MISTGABEL DES SCHRECKENS nennt sich der Fleischberg, die Spezialität der Leopoldauer Alm, die Kellner "Silly" nun endlich wieder an den Gast bringt.

Foto: Christian Fischer

Christoph Komzak sagt, er habe im Leben schon alles gesehen. Es klingt, als komme er aus dem Krieg, aber er kommt nur aus der Küche. Er bringt seinen Gästen drei riesige Schnitzel, einen der Teller balanciert er auf seinem Unterarm. Komzak steckt in einer Lederhose, ein weiß-blau kariertes Hemd schlackert ihm um die Schultern.

Der hagere Mann ist Oberkellner in der Leopoldauer Alm, dem größten unter den sogenannten XXL-Restaurants in Wien. "Die Körperfülle eines Gastes bedeutet nicht viel", sinniert der 40-Jährige später in einer Pause: "Es gibt Dicke, die nicht viel essen können, und Dünne, die eine Schnitzelplatte wegputzen."

Bei ihren Stammgästen ist die Leopoldauer Alm für zwei Dinge berühmt: die gewaltigen Portionen und das urige Ambiente, das an ein bayrisches Bräuhaus erinnert. An den Wänden hängen Hirschgeweihe, alte Holzskier und bemalte Porzellanteller, aus den Lautsprechern trieft Schlagermusik.

Am Donnerstagabend, dem zweiten Abend seit der Öffnung der Wiener Gastronomie, bleibt es noch relativ ruhig, die Tische der Leopoldauer Alm sind rund zur Hälfte besetzt.
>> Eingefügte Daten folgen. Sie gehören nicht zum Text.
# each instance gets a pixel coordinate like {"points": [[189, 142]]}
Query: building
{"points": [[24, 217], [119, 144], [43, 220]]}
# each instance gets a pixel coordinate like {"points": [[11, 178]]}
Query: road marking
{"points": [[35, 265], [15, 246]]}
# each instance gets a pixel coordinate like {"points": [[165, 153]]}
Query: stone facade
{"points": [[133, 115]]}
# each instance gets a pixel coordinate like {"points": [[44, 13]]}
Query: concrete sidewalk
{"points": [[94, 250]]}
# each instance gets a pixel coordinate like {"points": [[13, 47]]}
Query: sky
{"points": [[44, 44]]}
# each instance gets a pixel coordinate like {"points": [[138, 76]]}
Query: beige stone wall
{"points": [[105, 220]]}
Christoph Komzak ist einer von 36 Mitarbeitern, die nach dem Lockdown noch übrig sind.
Foto: Christian Fischer

Diejenigen, die gekommen sind, finden auf der Speisekarte etwa ein XXL-Schweinsschnitzel "für richtige Stallknechte", ein 900 Gramm schweres Cordon bleu oder den "Big-Mama-Burger" mit zirka 1500 Gramm Rindfleisch, um sich für ihren monatelangen Gastro-Entzug zu entschädigen. Das größte Gericht auf der Speisekarte heißt "Mistgabel des Schreckens" – ein gigantischer Fleischspieß "für vier Personen" mit Schnitzeln, Spareribs, Koteletts und Würsteln.

Beef Tatar

Heinrich Peham, Arbeiter in einer Lkw-Fabrik, ist an diesem Donnerstag auch da und will den harten Tag mit seiner Frau und seiner Tochter bei einem Beef Tatar beschließen. "Beim McDonald’s habe ich nach einer halben Stunde schon wieder Hunger, da würde ich schon zehn Fisch-Mäcs brauchen", erzählt Peham, noch in seiner Arbeitshose, "aber aus der Alm gehe ich raus und bin satt."
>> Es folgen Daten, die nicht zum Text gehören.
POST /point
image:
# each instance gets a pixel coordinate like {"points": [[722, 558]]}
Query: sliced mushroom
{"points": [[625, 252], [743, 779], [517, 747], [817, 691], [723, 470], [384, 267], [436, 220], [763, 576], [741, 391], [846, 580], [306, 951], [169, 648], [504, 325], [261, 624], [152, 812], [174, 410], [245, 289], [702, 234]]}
Seine Familie sei bis zu den Lockdowns mindestens einmal wöchentlich hier eingekehrt. Schon am Tag zuvor hätten seine Frau und er sich an der "Schnitzelplatte für zwei" versucht. "Unmöglich!", sagt er und grinst. Er zeigt auf seinem Handy Fotos vom Scheitern am Vortag, das er genau dokumentiert hat.

Die Freude am Schnitzel

Es ist diese Lust der Gäste an der zu großen Portion, die den Erfolg der Leopoldauer Alm und anderer XXL-Restaurants ausmacht. Die kindliche Freude am Schnitzel, das über den Teller hängt, oder am Burger, der die Grundfläche einer Autofelge hat.

Den Vorwurf der Lebensmittelverschwendung weisen die Kellner der Leopoldauer Alm zurück: Die Gäste würden die Speisen ja oft zu zweit oder zu dritt bestellen oder das Übriggebliebene im Tuppergeschirr mitnehmen.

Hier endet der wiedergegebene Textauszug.